Boucs émissaires…

Une grande banque française perd 50 milliards d’euros ? C’est la faute à un jeune trader isolé ! La croissance française poursuit sa dégringolade ? C’est la faute à la crise des subprime !

A l’évidence, les boucs émissaires sont à la mode en ce moment dans l’Hexagone. Et ça marche ! Ou presque.

En effet, comment peut-on imaginer qu’une banque internationale qui a notamment basé sa réputation sur son excellence en matière d’activité de marchés et de maîtrise des risques sur les produits dérivés puisse se laisser abuser par un trader de 31 ans peu expérimenté qui aurait pris seul et sans l’aval de sa hiérarchie une position de 50 milliards d’euros ? Et ce, selon un stratagème qui aurait déjoué les multiples contrôles internes et externes de la banque, sans parler du compensateur ou encore des collègues dudit trader, pendant plusieurs mois ?

Passé un certain âge, il faudrait peut-être arrêter de croire aux contes de fées.

Bien entendu, une enquête est en cours et il ne nous appartient pas de « spéculer » sur ses conclusions. Néanmoins, toute personne qui a travaillé avec ou à proximité d’une salle de marché sait bien que chaque trader, aussi brillant soit-il, se voit assigner des limites de prises de position qui sont au moins dix fois inférieures aux 50 milliards d’euros annoncés. De plus, chaque « pause » qui dépasse un certain montant est signalée directement par le compensateur extérieur et par les autorités de marchés. De plus, chaque position ouverte fait l’objet d’appels de marge quotidiens.

En outre, de par leur promiscuité physique, les traders s’auto-contrôlent et ce d’autant que toutes les conversations téléphoniques sont enregistrées.

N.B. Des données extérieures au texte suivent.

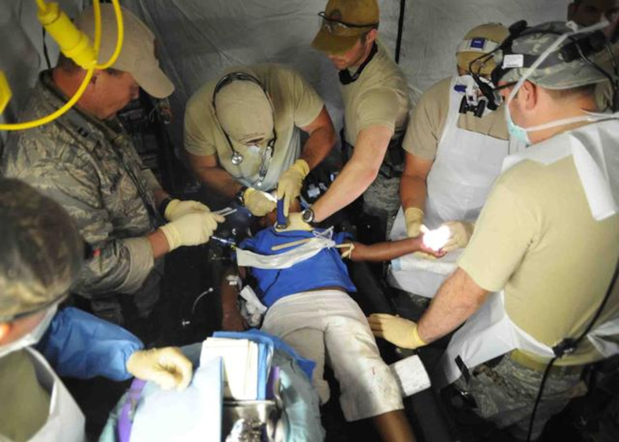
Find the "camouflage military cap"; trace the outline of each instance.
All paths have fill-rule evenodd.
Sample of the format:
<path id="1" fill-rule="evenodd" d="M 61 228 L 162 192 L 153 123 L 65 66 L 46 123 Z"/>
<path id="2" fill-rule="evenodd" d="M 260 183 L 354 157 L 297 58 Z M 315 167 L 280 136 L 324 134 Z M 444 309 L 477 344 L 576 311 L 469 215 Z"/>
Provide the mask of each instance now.
<path id="1" fill-rule="evenodd" d="M 64 209 L 17 180 L 0 179 L 0 322 L 64 296 L 84 259 L 84 241 Z"/>
<path id="2" fill-rule="evenodd" d="M 507 48 L 498 51 L 495 56 L 498 67 L 493 72 L 493 79 L 495 83 L 499 80 L 517 81 L 557 38 L 571 30 L 565 22 L 550 22 L 526 29 L 513 40 L 511 50 Z M 574 38 L 584 35 L 578 34 Z M 566 38 L 527 79 L 547 89 L 569 89 L 606 80 L 603 73 L 582 58 L 566 59 L 561 50 L 571 41 L 569 38 Z M 610 59 L 606 51 L 592 54 L 589 58 L 608 71 Z M 524 67 L 517 67 L 522 64 Z"/>

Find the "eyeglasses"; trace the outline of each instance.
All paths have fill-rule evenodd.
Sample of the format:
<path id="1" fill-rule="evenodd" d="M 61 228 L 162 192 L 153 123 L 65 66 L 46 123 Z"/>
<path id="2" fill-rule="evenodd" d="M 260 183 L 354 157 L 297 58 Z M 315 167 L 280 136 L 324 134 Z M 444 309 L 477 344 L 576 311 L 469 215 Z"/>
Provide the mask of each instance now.
<path id="1" fill-rule="evenodd" d="M 496 86 L 492 88 L 492 97 L 494 98 L 495 103 L 496 104 L 497 106 L 500 106 L 503 103 L 503 102 L 504 101 L 503 95 L 501 95 L 501 91 L 508 87 L 512 87 L 513 86 L 514 86 L 517 82 L 518 82 L 517 81 L 511 81 L 509 82 L 509 83 L 502 85 L 501 86 Z"/>
<path id="2" fill-rule="evenodd" d="M 332 33 L 336 29 L 347 30 L 352 28 L 359 29 L 360 28 L 374 28 L 378 25 L 378 23 L 369 23 L 365 25 L 357 25 L 353 23 L 347 23 L 341 20 L 337 20 L 327 17 L 323 11 L 318 12 L 319 17 L 322 19 L 322 27 L 326 29 L 329 33 Z"/>

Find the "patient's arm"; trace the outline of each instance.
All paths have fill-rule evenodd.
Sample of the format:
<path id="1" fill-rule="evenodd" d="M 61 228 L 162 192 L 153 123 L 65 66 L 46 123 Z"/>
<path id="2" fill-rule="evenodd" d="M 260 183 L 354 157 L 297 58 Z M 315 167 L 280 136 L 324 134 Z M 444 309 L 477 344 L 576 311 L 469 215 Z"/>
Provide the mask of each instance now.
<path id="1" fill-rule="evenodd" d="M 350 259 L 354 261 L 385 261 L 394 259 L 413 252 L 424 252 L 440 258 L 445 254 L 444 251 L 435 251 L 423 245 L 423 236 L 407 238 L 399 241 L 386 241 L 366 245 L 361 243 L 353 243 L 354 248 Z"/>
<path id="2" fill-rule="evenodd" d="M 234 283 L 234 279 L 240 274 L 244 274 L 244 272 L 237 271 L 235 267 L 231 267 L 222 279 L 222 329 L 225 331 L 243 331 L 248 328 L 237 307 L 239 287 Z"/>

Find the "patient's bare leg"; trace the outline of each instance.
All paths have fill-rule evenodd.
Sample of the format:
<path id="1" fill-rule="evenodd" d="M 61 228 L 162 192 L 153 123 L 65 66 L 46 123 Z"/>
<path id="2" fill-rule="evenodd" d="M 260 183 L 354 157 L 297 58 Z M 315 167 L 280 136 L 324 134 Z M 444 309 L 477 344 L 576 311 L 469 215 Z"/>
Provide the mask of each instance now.
<path id="1" fill-rule="evenodd" d="M 396 410 L 372 418 L 384 442 L 415 442 L 415 435 L 403 410 Z"/>

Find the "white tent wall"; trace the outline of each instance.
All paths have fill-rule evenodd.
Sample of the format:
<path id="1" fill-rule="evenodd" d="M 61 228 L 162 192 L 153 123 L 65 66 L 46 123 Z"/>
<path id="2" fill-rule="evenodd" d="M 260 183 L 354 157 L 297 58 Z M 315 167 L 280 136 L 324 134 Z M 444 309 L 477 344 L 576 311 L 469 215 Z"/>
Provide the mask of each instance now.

Par ailleurs, si le but du trader était de se faire remarquer positivement en réalisant de forts gains de manière à toucher de gros bonus, comment aurait-il pu imaginer qu’il réussirait à atteindre ses objectifs sans avoir à expliquer l’origine de tels gains ?

Enfin, si la banque en question est si puissante en matière de gestion du risque, comment a-t-elle pu paniquer en liquidant 50 milliards de position en moins de deux jours, sans savoir que cela aggraverait sa perte et en faisant fi des stratégies à mettre en œuvre de manière à diluer le risque, à limiter ses pertes ou au pire à faire reprendre une partie de ses positions par d’autres banques ?

Et même si tout cela était finalement possible, cela signifierait que les systèmes de contrôle et de gestion du risque de cette banque d’excellence sont inopérants, faisant craindre alors que d’autres cadavres pourraient encore sortir des placards…

Que de questions, que de doutes, que de zones d’ombre… Une chose est sûre : cette banque est désormais fragilisée et fera certainement l’objet d’une OPA dans les prochaines semaines. De quoi faire tomber de haut ses dirigeants, qui se pensaient pourtant intouchables.

Une leçon d’humilité similaire devrait également calmer la véhémence de nos dirigeants politiques. En effet, c’est désormais une évidence : en 2008, la croissance française ne sera pas de 2,5%, ni de 2 %, ni même de 1,8 %, mais comprise entre 1 et 1,6 %.

Là aussi, un bouc émissaire tout trouvé est mis en avant : la crise des subprime. Si, en ralentissant la croissance américaine, celle-ci aura forcément des impacts sur l’économie française, il ne faut cependant pas oublier que cette dernière est déjà la lanterne rouge de la croissance eurolandaise depuis cinq ans (certes avec l’Italie et le Portugal, piètre réconfort…).

Autrement dit, la faiblesse de l’économie hexagonale est avant tout due à ses propres carences, notamment en matière de pression fiscale trop élevée, d’inefficacité de plus en plus forte de sa puissance publique et de rigidités réglementaires insupportables. Sur ce, la politique irresponsable de la BCE et l’euro trop fort constituent les deux cerises sur un gâteau décidément bien amer.

C’est là qu’est le problème numéro un de notre société : plutôt que de vouloir chercher des boucs-émissaires, d’annoncer que ce sont les « méchants spéculateurs » qui sont à l’origine de tous nos maux, il serait temps (enfin !) de regarder la réalité en face, de jouer la transparence et de REAGIR.